Re: HOT chain validation in verify_heapam() - Mailing list pgsql-hackers

From Robert Haas
Subject Re: HOT chain validation in verify_heapam()
Date
Msg-id CA+TgmoZ7NB_AoU3h0KwpcaWcAx0JpgSx4LGf_HOGo9M6Ko1McA@mail.gmail.com
Whole thread Raw
In response to HOT chain validation in verify_heapam()  (Himanshu Upadhyaya <upadhyaya.himanshu@gmail.com>)
Responses Re: HOT chain validation in verify_heapam()
List pgsql-hackers
Hi,

Thanks for working on this.

+                htup = (HeapTupleHeader) PageGetItem(ctx.page, rditem);
+                if (!(HeapTupleHeaderIsHeapOnly(htup) &&
htup->t_infomask & HEAP_UPDATED))
+                    report_corruption(&ctx,
+                                      psprintf("Redirected Tuple at
line pointer offset %u is not HEAP_ONLY_TUPLE or HEAP_UPDATED tuple",
+                                               (unsigned) rdoffnum));

This isn't safe because the line pointer referenced by rditem may not
have been sanity-checked yet. Refer to the comment just below where it
says "Sanity-check the line pointer's offset and length values".

There are multiple problems with this error message. First, if you
take a look at the existing messages - which is always a good thing to
do when adding new ones - you will see that they are capitalized
differently. Try to match the existing style. Second, we made a real
effort with the existing messages to avoid referring to the names of
identifiers that only exist at the C level. For example, just above
you will see a message which says "line pointer redirection to item at
offset %u precedes minimum offset %u". It deliberately does not say
"line pointer redirection to item at offset %u is less than
FirstOffsetNumber" even though that would be an equally correct
statement of the problem. The intent here is to make the messages at
least somewhat accessible to users who are somewhat familiar with how
PostgreSQL storage works but may not read the C code. These comments
apply to every message you add in the patch.

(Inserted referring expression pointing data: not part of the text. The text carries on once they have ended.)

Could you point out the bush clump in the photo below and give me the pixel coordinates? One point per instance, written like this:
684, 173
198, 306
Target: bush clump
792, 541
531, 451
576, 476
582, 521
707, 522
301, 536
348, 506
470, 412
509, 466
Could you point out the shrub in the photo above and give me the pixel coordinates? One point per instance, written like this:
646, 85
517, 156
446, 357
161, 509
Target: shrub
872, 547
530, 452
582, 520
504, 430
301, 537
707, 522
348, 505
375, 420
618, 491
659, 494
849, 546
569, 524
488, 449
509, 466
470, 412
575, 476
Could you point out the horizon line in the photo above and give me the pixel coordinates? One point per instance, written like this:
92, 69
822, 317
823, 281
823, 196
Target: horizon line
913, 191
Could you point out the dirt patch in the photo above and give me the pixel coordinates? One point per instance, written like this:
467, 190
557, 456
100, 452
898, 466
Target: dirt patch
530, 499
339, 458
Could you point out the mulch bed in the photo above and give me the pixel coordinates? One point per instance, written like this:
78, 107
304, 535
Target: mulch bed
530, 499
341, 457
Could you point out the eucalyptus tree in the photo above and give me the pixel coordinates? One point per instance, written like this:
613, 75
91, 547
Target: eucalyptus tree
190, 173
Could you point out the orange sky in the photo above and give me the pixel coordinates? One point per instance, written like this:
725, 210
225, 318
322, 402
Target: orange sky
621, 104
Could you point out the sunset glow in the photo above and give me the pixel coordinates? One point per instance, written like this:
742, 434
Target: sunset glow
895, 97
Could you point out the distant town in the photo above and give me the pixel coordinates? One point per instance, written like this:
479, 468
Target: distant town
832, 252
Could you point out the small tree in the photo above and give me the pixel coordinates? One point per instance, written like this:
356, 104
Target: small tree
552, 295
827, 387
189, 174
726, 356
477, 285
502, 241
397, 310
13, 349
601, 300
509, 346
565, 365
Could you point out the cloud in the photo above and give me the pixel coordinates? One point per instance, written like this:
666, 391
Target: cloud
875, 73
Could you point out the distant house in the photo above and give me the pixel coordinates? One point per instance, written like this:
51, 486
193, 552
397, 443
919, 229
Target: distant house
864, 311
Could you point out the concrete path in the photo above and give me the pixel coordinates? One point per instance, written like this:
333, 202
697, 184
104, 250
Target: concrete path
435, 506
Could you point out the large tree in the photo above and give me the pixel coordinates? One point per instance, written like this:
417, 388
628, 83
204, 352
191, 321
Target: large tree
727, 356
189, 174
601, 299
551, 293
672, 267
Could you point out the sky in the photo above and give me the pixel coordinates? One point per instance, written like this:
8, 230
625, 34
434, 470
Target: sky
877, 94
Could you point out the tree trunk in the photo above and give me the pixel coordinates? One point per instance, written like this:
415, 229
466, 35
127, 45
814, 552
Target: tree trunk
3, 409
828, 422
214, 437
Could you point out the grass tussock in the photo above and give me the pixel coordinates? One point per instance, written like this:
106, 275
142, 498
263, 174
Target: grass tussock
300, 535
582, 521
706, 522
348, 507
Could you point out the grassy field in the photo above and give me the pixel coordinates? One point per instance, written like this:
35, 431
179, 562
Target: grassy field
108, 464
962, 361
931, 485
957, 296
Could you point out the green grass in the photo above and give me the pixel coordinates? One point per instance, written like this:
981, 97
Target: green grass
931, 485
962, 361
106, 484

The message also does not match the code. The code tests for
HEAP_UPDATED, but the message claims that the code is testing for
either HEAP_ONLY_TUPLE or HEAP_UPDATED. As a general rule, it is best
not to club related tests together in cases like this, because it
enables better and more specific error messages.

It would be clearer to make an explicit comparison to 0, like
(htup->t_infomask & HEAP_UPDATED) != 0, rather than relying on 0 being
false and non-zero being true. It doesn't matter to the compiler, but
it may help human readers.

+            /*
+             * Add line pointer offset to predecessor array.
+             * 1) If xmax is matching with xmin of next
Tuple(reaching via its t_ctid).
+             * 2) If next tuple is in the same page.
+             * Raise corruption if:
+             * We have two tuples having same predecessor.
+             *
+             * We add offset to predecessor irrespective of
transaction(t_xmin) status. We will
+             * do validation related to transaction status(and also
all other validations)
+             * when we loop over predecessor array.
+             */

The formatting of this comment will, I think, be mangled if pgindent
is run against the file. You can use ----- markers to prevent that, I
believe, or (better) write this as a paragraph without relying on the
lines ending up uneven in length.

+                if (predecessor[nextTupOffnum] != 0)
+                {
+                    report_corruption(&ctx,
+                                psprintf("Tuple at offset %u is
reachable from two or more updated tuple",
+                                    (unsigned) nextTupOffnum));
+                    continue;
+                }

You need to do this test after xmin/xmax matching. Otherwise you might
get false positives. Also, the message should be more specific and
match the style of the existing messages. ctx.offnum is already going
to be reported in another column, but we can report both nextTupOffnum
and predecessor[nextTupOffnum] here e.g. "updated version at offset %u
is also the updated version of tuple at offset %u".

+                currTupXmax = HeapTupleHeaderGetUpdateXid(ctx.tuphdr);
+                lp   = PageGetItemId(ctx.page, nextTupOffnum);
+
+                htup = (HeapTupleHeader) PageGetItem(ctx.page, lp);

This has the same problem I mentioned in my first comment above,
namely, we haven't necessarily sanity-checked the length and offset
values for nextTupOffnum yet. Saying that another way, if the contents
of lp are corrupt and point off the page, we want that to be reported
as corruption (which the current code will already do) and we want
this check to be skipped so that we don't crash or access random
memory addresses. You need to think about how to rearrange the code so
that we only perform checks that are known to be safe.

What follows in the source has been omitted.